Haroldo Conti
Haroldo Pedro Conti nació en Chacabuco,
Buenos Aires, Argentina, 25 de mayo de 1925, desaparecido y secuestrado en
Buenos Aires el 5 de mayo de 1976, fue novelista, maestro de escuela primaria,
profesor de latín y literatura, empleado de banco, piloto civil, nadador,
navegante y guionista de cine argentino.
Estudió Filosofía en la
Universidad de Buenos Aires, se graduó en 1954 y escribió la película La bestia
debe morir.
Conti tenía adoración por el
Delta del río Paraná, por eso pasaba mucho tiempo en su casa del Delta de Tigre
y en algunas de sus obras (por ejemplo Sudeste) la descripción del gran río,
las islas y los otros ríos y canales de la región tienen un papel importante.
El 5 de mayo de 1976, tras el
golpe militar en Argentina, fue secuestrado.
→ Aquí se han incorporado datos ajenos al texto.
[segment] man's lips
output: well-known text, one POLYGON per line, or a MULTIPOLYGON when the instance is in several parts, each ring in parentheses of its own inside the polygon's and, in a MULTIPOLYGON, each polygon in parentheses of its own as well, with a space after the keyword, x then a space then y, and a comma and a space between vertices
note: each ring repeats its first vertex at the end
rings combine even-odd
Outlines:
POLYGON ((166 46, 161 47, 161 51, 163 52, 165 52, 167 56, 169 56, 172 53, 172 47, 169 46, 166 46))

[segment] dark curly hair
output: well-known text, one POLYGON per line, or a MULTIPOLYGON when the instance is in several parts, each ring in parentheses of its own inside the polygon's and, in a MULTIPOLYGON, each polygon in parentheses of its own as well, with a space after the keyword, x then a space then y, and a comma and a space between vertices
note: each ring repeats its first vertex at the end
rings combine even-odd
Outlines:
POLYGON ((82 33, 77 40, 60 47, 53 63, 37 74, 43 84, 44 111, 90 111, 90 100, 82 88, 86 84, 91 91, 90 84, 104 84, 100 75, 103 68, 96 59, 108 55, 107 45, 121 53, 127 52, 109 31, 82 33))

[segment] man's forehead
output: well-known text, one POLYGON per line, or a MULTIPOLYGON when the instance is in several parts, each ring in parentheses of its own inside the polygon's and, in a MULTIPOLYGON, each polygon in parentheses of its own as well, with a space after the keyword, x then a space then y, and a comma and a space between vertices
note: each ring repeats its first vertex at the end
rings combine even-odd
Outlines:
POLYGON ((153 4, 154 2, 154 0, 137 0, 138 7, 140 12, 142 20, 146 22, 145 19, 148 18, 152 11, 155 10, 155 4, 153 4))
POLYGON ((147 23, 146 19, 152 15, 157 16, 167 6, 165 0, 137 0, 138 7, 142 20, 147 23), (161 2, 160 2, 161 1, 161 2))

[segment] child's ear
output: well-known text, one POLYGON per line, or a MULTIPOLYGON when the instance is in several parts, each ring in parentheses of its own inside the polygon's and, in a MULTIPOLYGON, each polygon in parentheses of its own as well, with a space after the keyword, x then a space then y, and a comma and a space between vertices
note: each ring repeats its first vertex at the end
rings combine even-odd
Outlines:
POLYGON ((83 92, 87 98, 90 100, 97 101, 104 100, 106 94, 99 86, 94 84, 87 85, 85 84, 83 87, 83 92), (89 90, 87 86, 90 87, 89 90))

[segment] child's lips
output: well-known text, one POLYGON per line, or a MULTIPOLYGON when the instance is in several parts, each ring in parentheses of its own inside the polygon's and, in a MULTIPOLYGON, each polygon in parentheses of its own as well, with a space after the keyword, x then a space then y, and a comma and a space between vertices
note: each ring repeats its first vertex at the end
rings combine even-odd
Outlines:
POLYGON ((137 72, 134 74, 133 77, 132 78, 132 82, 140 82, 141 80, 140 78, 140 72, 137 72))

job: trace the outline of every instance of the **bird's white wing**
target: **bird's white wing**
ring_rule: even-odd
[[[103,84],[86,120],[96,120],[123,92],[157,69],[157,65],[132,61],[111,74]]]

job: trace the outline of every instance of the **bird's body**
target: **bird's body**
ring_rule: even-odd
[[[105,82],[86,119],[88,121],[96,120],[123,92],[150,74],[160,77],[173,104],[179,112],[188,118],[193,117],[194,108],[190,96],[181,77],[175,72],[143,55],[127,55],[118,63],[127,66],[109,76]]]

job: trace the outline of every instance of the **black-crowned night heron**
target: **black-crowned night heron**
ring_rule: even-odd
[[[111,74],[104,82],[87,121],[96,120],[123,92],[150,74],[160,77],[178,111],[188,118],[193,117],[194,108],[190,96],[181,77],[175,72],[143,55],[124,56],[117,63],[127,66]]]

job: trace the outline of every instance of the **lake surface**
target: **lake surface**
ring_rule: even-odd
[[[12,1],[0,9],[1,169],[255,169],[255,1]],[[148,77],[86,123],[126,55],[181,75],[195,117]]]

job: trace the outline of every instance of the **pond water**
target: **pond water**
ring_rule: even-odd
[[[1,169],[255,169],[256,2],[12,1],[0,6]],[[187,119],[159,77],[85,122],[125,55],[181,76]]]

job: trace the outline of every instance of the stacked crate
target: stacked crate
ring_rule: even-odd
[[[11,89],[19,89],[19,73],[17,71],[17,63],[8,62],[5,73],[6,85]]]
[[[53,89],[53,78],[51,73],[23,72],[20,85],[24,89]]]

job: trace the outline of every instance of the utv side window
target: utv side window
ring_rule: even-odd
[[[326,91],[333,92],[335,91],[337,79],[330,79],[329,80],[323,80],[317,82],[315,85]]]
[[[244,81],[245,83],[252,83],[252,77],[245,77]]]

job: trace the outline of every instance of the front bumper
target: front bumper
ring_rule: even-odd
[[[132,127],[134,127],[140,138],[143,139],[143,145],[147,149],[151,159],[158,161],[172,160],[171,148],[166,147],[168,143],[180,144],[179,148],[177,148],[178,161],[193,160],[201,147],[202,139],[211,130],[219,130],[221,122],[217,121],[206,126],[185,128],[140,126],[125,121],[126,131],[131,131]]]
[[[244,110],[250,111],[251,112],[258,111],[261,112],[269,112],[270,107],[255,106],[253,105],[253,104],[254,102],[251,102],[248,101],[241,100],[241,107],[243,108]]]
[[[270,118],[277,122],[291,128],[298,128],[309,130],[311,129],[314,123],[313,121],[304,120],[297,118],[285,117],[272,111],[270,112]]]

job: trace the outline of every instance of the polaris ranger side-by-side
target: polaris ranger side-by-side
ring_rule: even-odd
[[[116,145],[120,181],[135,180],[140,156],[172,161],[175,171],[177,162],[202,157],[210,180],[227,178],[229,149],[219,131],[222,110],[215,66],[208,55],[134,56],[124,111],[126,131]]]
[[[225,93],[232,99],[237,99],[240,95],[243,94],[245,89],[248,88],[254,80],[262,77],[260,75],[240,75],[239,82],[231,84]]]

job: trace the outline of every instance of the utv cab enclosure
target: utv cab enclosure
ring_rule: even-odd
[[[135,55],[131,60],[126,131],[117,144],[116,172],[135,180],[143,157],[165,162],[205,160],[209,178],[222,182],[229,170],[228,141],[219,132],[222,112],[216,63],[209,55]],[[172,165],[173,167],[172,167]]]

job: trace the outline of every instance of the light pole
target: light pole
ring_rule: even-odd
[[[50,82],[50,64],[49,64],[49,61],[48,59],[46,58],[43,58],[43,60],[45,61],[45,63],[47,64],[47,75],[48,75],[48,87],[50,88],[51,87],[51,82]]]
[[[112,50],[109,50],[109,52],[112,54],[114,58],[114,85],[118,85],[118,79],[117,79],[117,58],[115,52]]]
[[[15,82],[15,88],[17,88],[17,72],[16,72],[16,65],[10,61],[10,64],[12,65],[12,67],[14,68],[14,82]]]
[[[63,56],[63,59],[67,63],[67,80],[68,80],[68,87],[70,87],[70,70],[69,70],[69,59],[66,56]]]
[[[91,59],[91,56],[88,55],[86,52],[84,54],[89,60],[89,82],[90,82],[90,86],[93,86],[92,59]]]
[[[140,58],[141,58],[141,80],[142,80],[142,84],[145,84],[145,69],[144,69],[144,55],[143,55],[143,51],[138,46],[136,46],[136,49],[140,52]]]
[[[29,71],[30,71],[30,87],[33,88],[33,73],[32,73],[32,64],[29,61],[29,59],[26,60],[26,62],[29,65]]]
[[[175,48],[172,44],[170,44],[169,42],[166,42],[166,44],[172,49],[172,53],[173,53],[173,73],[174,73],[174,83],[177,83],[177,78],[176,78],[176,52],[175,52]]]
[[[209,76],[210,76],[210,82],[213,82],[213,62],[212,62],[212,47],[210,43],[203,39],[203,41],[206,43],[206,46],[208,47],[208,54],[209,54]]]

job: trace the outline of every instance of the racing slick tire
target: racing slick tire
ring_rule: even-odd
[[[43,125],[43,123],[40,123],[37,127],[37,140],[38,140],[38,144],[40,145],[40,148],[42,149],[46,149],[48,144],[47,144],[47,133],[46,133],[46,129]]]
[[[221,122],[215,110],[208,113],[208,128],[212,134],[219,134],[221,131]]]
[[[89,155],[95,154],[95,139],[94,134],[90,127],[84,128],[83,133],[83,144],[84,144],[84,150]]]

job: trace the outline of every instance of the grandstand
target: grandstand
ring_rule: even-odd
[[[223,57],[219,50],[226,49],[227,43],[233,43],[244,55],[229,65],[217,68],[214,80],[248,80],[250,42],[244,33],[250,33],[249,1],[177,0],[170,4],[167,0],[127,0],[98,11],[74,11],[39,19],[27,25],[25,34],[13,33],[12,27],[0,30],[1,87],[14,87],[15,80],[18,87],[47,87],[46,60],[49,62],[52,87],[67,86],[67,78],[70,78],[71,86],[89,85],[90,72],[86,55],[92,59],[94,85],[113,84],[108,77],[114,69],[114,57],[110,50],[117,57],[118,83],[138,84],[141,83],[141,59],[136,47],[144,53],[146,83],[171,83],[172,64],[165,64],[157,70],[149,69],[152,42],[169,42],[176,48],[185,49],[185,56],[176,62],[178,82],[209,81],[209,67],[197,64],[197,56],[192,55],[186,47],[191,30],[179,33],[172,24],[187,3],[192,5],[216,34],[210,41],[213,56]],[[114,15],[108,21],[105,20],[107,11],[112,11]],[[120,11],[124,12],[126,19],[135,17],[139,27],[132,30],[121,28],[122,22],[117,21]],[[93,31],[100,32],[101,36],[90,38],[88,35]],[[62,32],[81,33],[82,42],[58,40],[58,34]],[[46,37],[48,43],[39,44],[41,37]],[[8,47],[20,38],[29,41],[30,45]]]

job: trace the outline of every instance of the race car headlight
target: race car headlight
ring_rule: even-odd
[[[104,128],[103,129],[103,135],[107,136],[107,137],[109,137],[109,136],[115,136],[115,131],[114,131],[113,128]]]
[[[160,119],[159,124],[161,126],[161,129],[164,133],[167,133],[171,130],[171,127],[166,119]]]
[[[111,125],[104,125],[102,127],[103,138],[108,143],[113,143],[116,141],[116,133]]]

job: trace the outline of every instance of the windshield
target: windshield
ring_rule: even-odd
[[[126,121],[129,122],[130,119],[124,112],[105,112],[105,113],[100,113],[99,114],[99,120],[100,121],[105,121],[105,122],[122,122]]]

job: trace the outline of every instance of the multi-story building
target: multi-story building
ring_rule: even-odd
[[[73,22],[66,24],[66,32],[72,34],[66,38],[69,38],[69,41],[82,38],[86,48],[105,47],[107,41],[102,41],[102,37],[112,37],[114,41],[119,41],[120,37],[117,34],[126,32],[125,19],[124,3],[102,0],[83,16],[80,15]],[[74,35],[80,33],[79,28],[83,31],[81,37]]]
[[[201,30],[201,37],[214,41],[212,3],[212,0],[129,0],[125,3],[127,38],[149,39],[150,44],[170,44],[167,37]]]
Su nombre figura entre los
desaparecidos.
Cada año se conmemora en esa fecha el Día del Escritor
Bonaerense en honor a su memoria.
En 2009 el Municipio de Tigre
transformó su casa del Delta en un museo, situado a orillas del arroyo Gambado.
Perdido
El tren salía a las ocho o tal vez a las ocho y
media.
Recién diez minutos antes enganchaban la locomotora pero de cualquier
forma el tío se ponía nervioso una hora antes.
Todos los
del pueblo eran así.
Apenas llegaban y ya estaban pensando en la
vuelta.
Su padre había hecho lo mismo.
La mitad del tiempo pensaba en las gallinas, que
comían a su hora, o en el perro, que había dejado en lo del vecino. Para él
Buenos Aires era la Torre de los Ingleses, Alem, la avenida de Mayo y, por
excepción, el monumento a Garibaldi, en Plaza Italia, porque la primera vez que
vino, con la vieja, se extraviaron y fueron a parar allí.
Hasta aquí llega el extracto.